A Layered Architecture for Erasure-Coded Consistent Distributed Storage

From MaRDI portal
Publication:5368941

DOI10.1145/3087801.3087832zbMATH Open1380.68054arXiv1703.01286OpenAlexW2594733076WikidataQ130889713 ScholiaQ130889713MaRDI QIDQ5368941FDOQ5368941


Authors:


Publication date: 11 October 2017

Published in: Proceedings of the ACM Symposium on Principles of Distributed Computing (Search for Journal in Brave)

Abstract: Motivated by emerging applications to the edge computing paradigm, we introduce a two-layer erasure-coded fault-tolerant distributed storage system offering atomic access for read and write operations. In edge computing, clients interact with an edge-layer of servers that is geographically near; the edge-layer in turn interacts with a back-end layer of servers. The edge-layer provides low latency access and temporary storage for client operations, and uses the back-end layer for persistent storage. Our algorithm, termed Layered Data Storage (LDS) algorithm, offers several features suitable for edge-computing systems, works under asynchronous message-passing environments, supports multiple readers and writers, and can tolerate f1<n1/2 and f2<n2/3 crash failures in the two layers having n1 and n2 servers, respectively.
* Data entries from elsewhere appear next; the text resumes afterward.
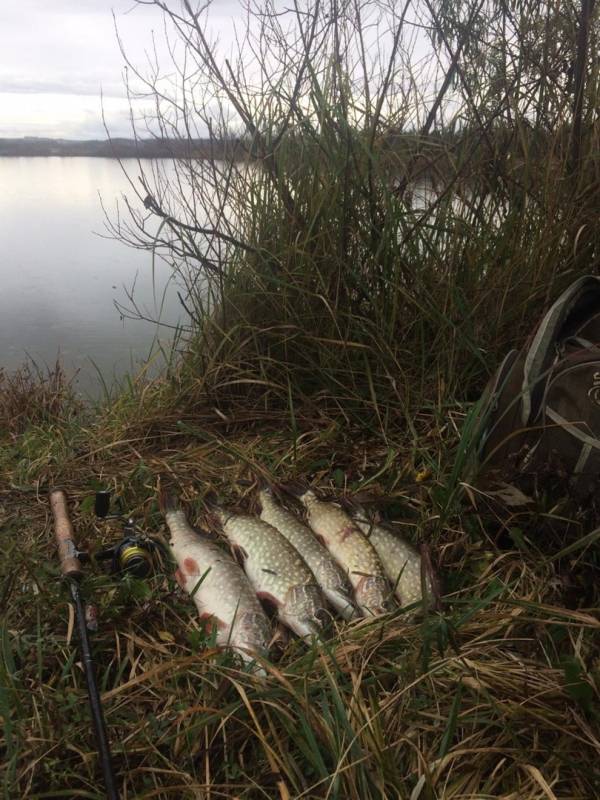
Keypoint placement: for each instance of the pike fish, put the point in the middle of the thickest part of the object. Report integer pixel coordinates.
(220, 589)
(351, 549)
(401, 561)
(330, 576)
(278, 572)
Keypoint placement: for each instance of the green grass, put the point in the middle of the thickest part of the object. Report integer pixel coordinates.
(342, 333)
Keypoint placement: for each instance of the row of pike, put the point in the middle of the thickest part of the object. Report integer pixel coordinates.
(340, 562)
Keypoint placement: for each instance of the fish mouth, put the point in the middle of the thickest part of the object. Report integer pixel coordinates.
(372, 595)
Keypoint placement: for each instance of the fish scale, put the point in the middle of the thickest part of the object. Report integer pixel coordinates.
(221, 591)
(401, 561)
(278, 572)
(329, 575)
(351, 549)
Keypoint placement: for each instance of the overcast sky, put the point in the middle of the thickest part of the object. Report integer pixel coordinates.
(56, 56)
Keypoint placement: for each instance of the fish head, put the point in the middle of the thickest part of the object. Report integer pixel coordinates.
(374, 595)
(304, 610)
(341, 600)
(308, 498)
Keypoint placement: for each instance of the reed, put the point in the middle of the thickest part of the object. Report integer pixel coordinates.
(343, 325)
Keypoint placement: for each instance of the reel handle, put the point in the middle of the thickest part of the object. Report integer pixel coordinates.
(63, 532)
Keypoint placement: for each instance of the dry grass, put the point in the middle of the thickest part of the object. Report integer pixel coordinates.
(494, 697)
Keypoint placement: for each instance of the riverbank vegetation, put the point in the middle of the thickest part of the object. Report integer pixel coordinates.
(347, 307)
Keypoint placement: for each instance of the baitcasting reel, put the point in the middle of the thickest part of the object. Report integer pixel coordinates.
(136, 553)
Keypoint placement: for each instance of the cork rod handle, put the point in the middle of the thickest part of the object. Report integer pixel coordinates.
(63, 532)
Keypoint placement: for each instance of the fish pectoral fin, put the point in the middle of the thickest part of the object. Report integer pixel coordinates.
(271, 602)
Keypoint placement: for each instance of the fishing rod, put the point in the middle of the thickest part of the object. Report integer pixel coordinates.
(71, 569)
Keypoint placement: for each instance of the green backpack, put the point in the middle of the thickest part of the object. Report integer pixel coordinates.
(540, 412)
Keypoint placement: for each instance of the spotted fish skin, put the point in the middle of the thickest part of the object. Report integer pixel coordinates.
(351, 549)
(329, 575)
(401, 561)
(277, 572)
(221, 591)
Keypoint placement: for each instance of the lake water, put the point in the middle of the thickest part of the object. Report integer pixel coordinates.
(59, 279)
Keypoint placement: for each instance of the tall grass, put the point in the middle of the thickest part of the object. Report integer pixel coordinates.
(343, 322)
(320, 269)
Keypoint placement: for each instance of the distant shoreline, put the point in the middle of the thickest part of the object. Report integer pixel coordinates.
(31, 146)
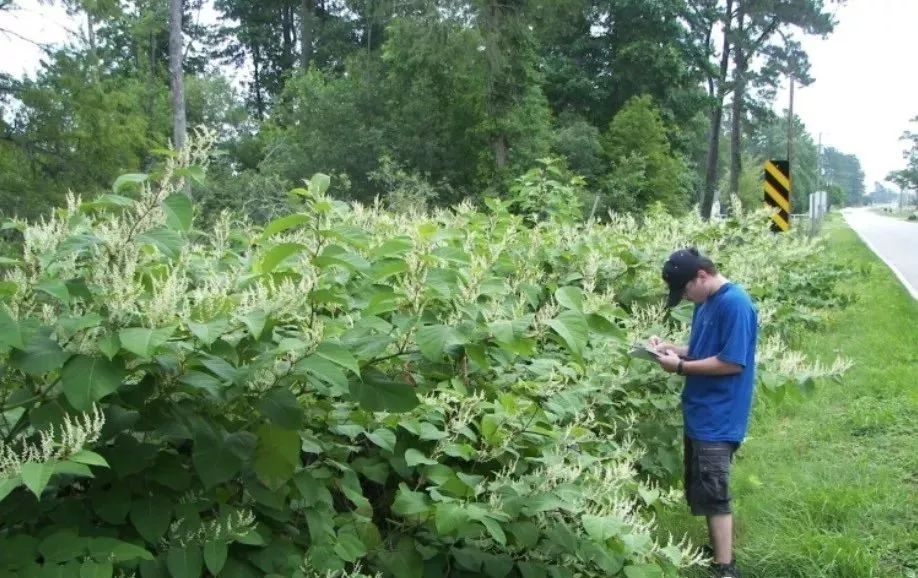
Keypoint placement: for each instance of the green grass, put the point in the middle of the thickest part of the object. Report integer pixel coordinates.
(829, 487)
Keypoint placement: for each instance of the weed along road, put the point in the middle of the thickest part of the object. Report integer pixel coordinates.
(893, 240)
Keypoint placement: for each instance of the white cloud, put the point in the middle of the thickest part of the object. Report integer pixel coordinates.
(866, 88)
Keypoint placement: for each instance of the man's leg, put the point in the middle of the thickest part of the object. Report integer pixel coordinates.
(720, 528)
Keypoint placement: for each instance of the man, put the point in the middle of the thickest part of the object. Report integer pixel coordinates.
(719, 364)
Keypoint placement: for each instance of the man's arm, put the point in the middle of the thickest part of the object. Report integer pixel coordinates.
(707, 366)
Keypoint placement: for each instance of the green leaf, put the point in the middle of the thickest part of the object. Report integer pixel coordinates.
(284, 223)
(410, 503)
(89, 458)
(151, 516)
(338, 355)
(36, 476)
(10, 330)
(178, 209)
(126, 179)
(434, 339)
(218, 459)
(570, 298)
(109, 345)
(215, 552)
(41, 354)
(319, 183)
(210, 331)
(55, 288)
(166, 240)
(277, 456)
(90, 569)
(276, 255)
(643, 571)
(255, 321)
(61, 546)
(104, 548)
(7, 485)
(377, 392)
(108, 201)
(283, 409)
(88, 379)
(185, 562)
(384, 438)
(144, 342)
(414, 457)
(573, 329)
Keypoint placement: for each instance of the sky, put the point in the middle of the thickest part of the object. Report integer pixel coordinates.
(864, 94)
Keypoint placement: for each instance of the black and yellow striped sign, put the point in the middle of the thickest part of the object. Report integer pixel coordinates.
(777, 193)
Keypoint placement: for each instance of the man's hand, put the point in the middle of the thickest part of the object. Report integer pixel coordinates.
(669, 361)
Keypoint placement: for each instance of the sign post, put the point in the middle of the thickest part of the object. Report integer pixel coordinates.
(777, 193)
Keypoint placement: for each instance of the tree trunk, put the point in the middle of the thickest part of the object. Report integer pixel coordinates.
(307, 25)
(717, 113)
(179, 129)
(740, 66)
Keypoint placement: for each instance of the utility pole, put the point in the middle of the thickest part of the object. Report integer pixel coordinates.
(790, 128)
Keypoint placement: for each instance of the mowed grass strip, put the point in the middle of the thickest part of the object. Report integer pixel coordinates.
(829, 487)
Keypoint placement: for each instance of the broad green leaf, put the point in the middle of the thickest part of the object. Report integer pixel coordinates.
(55, 288)
(282, 407)
(185, 562)
(178, 209)
(126, 179)
(319, 183)
(71, 468)
(218, 459)
(151, 516)
(338, 355)
(601, 528)
(210, 331)
(277, 455)
(144, 342)
(88, 379)
(109, 345)
(643, 571)
(276, 255)
(384, 438)
(570, 298)
(166, 240)
(89, 458)
(41, 354)
(377, 392)
(434, 339)
(410, 503)
(10, 330)
(284, 223)
(255, 321)
(103, 548)
(90, 569)
(7, 485)
(61, 546)
(572, 327)
(414, 457)
(36, 476)
(215, 553)
(324, 370)
(108, 201)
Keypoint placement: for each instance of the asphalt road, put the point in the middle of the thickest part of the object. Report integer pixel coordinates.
(893, 240)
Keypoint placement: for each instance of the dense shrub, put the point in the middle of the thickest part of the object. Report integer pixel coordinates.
(347, 389)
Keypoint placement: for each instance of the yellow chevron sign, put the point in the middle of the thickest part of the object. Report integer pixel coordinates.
(777, 193)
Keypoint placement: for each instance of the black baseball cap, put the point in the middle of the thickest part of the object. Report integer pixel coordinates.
(681, 267)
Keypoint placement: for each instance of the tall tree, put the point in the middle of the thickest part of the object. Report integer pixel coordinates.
(177, 74)
(764, 28)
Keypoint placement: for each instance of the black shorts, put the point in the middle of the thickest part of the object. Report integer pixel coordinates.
(707, 476)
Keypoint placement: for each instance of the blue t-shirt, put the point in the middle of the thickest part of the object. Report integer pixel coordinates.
(716, 408)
We use a class of erasure codes known as regenerating codes for storage of data in the back-end layer. The choice of regenerating codes, instead of popular choices like Reed-Solomon codes, not only optimizes the cost of back-end storage, but also helps in optimizing communication cost of read operations, when the value needs to be recreated all the way from the back-end. The two-layer architecture permits a modular implementation of atomicity and erasure-code protocols; the implementation of erasure-codes is mostly limited to interaction between the two layers. We prove liveness and atomicity of LDS, and also compute performance costs associated with read and write operations. Further, in a multi-object system running N independent instances of LDS, where only a small fraction of the objects undergo concurrent accesses at any point during the execution, the overall storage cost is dominated by that of persistent storage in the back-end layer, and is given by Theta(N).


Full work available at URL: https://arxiv.org/abs/1703.01286




Recommendations





Cited In (5)





This page was built for publication: A Layered Architecture for Erasure-Coded Consistent Distributed Storage

Report a bug (only for logged in users!)Click here to report a bug for this page (MaRDI item Q5368941)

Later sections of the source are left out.